LA MONTANA MAGNETICA
En esta región del mito se sitúan también, a modo de barreras que impiden su acceso, mares interiores de difícil navegación, montañas abruptas, tribus antropófagas, ciudades de hechiceros y selvas—la jungla de Kipling—llenas de grandes serpientes, simios feroces y toda esa fauna fabulosa que se nos describe en las historias de Hasán el de Bazra y en la relación de los siete viajes de Simbad, el marino.
Entre esos accidentes geográficos descuella, en primer término, la famosa montaña magnética, que aparece ya en la historia del tercer zâluk, el primero de los personajes de Las mil y una noches, que aborda a esos parajes.

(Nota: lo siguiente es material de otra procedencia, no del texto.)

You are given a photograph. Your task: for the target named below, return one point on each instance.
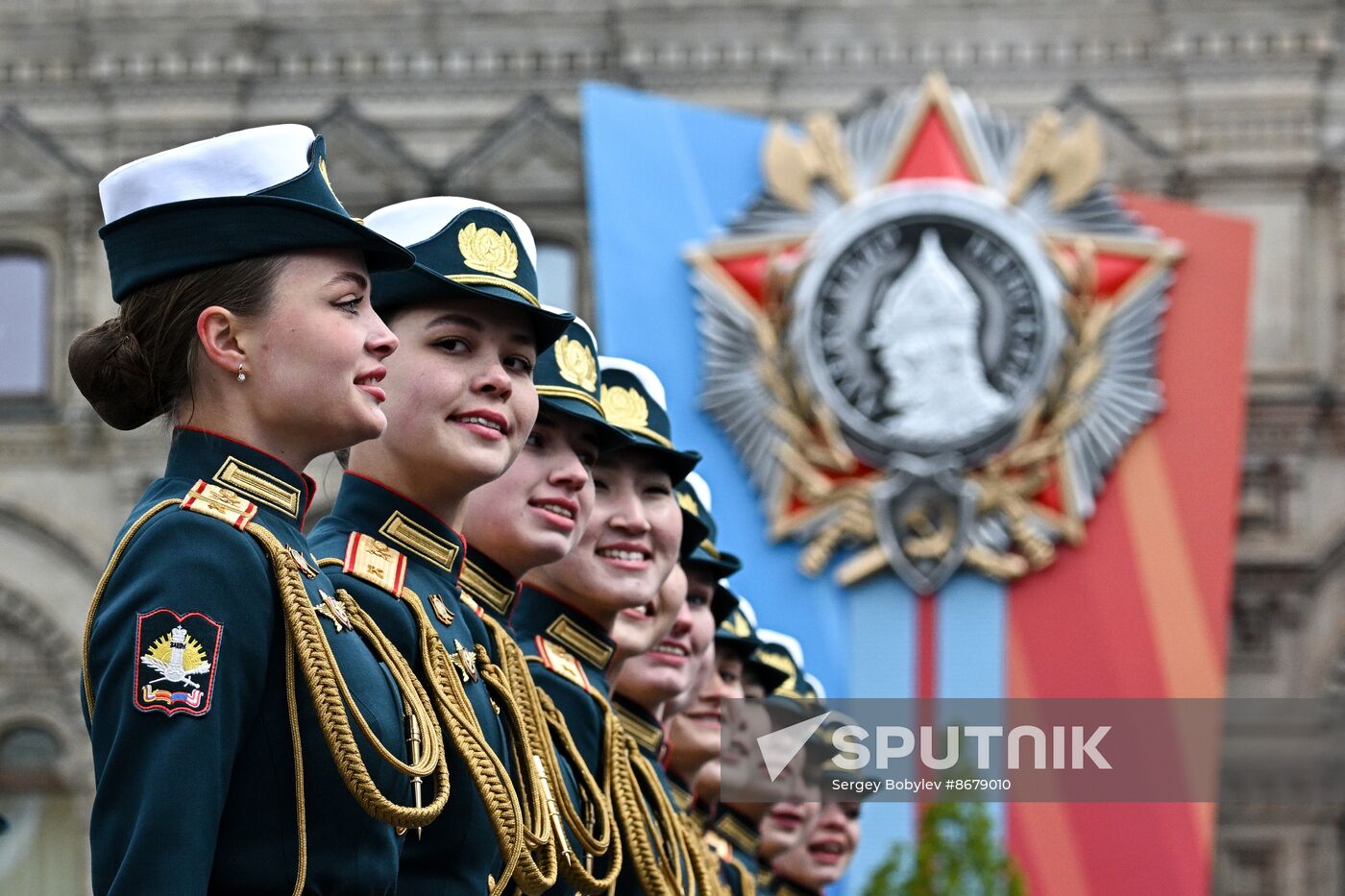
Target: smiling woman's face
(316, 356)
(460, 399)
(537, 512)
(631, 541)
(824, 853)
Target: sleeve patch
(376, 563)
(562, 662)
(177, 658)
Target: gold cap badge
(575, 363)
(624, 408)
(488, 251)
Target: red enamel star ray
(934, 141)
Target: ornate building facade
(1233, 104)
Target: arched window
(43, 849)
(557, 275)
(23, 327)
(29, 759)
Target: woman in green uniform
(461, 405)
(246, 717)
(567, 613)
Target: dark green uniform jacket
(185, 702)
(568, 654)
(736, 841)
(779, 886)
(490, 586)
(495, 593)
(457, 852)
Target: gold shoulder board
(221, 503)
(376, 563)
(562, 662)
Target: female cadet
(460, 405)
(567, 613)
(245, 735)
(533, 516)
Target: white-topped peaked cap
(568, 378)
(419, 220)
(232, 164)
(464, 249)
(746, 606)
(649, 379)
(789, 642)
(701, 489)
(241, 195)
(634, 399)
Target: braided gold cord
(300, 811)
(531, 790)
(326, 687)
(540, 725)
(533, 871)
(666, 844)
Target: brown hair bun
(111, 372)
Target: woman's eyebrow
(352, 278)
(459, 319)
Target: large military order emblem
(932, 335)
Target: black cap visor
(177, 238)
(419, 284)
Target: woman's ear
(218, 329)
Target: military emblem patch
(932, 335)
(175, 662)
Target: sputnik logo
(780, 747)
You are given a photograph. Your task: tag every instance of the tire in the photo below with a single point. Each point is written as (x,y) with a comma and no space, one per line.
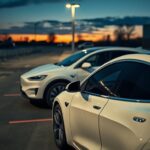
(59,129)
(52,91)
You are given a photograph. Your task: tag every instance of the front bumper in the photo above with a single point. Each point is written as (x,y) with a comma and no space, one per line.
(31,89)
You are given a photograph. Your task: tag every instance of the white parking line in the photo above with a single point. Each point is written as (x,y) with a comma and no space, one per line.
(30,121)
(12,95)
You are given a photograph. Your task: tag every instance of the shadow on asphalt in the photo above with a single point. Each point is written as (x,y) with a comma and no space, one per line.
(39,104)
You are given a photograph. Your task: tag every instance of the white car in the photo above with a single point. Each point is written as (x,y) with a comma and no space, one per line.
(47,81)
(110,110)
(85,45)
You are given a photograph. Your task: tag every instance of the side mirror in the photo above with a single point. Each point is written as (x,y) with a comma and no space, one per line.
(73,87)
(86,65)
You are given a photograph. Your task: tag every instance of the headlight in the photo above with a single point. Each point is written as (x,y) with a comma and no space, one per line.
(37,78)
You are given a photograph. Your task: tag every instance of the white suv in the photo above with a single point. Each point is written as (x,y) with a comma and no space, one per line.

En la Historia del alhamel y las mocitas nos cuenta el mismo zâluk cómo el barco en que navegaba hubo de estrellarse contra la referida montaña, que, con su poder magnético, atrajo a sí al navío, provocando su desintegración.
La montaña magnética, o montaña-imán, era, según esa referencia del príncipe náufrago, una negra montaña en cuya cumbre se alzaba un caballero de bronce, jinete en un corcel del mismo metal, y que en su pecho ostentaba una gran plancha de plomo, con una inscripción mágica, en la que se decía que allí habrían de estrellarse todos los navíos mientras el tal jinete se tuviese en pie sobre su cabalgadura.
Como es natural, todo alrededor de la montaña veíanse restos de embarcaciones, cuyos clavos y herrajes saltaran y se desprendieran por efecto de la acción de aquella mole de piedra imán.
Esta es la primera noticia que aparece en el libro sobre esa fabulosa montaña, que el primero en mencionar fue Ptolomeo al hablar de las islas Maniolei, en la India extragangética, y que luego, en la Edad Media, pasa a figurar en la literatura caballeresca de Occidente, encontrándosela por ejemplo en la Historia del duque Ernesto de Baviera, compuesta a fines del siglo XII por el poeta alemán Enrique de Weldeck, y en la novela francesa titulada Descripción, forma e historia del noble caballero Berino y del valiente y muy caballeresco campeón Aigres del Imán, su hijo.
También Rabelais se hace eco de esa leyenda y asegura que el ajo es poderoso a neutralizar el efecto desintegrador del imán.
Pueden relacionarse, asimismo, con estas montañas magnéticas las montañas de diamante que Mandeville describe, y la roca magnética de Puttock, en su Peter Wilkins.
Silvestre de Sacy, en su Disertación, que sirve de prólogo a la versión alemana de Gustavo Weil, considera indiscutible el origen oriental de la leyenda, aunque no da detalles acerca de su elaboración ni base natural que pudiera servirle de punto de partida.
Tenemos, pues, que contentarnos con los parcos datos que sobre ella nos dan el tercer zâluk y Simbad, el marino, sin pretender ahondar más en la materia.
Solo diremos que en el siglo XVIII, cuando se tradujeron a lenguas europeas Las mil y una noches, coincidiendo con la atención que entonces dedicaban los hombres de ciencia al magnetismo, la montaña-imán impresionó grandemente las imaginaciones y suscitó debates sobre la posibilidad de su existencia.
En las Memorias de mi vida, de Goethe, podemos ver cuánto impresionó esa leyenda la imaginación infantil del gran escritor, que ya entonces, es decir, en su niñez, se preocupaba por los fenómenos científicos y hacía pequeñas experiencias de magnetismo con una piedra imán.
La piedra imán estuvo muy en boga en todo el siglo XIX y raro era el niño que no tenía entonces ese juguete científico y no hacía con él pequeños experimentos como el gran Goethe, en tanto los sabios los hacían en grande en sus laboratorios.
A la piedra imán atribuíansele virtudes mágicas, profilácticas y terapéuticas, y con ella se fabricaban talismanes y cinturones, que daban la buena suerte y la salud.
Hoy la electricidad ha eclipsado al magnetismo y la piedra-imán ha perdido interés, siendo sustituida por la pila eléctrica, con la cual se siguen elaborando, no obstante, análogos talismanes y cintas, que comunican energía y salud a quienes los llevan. Al menos así lo aseguran los anuncios.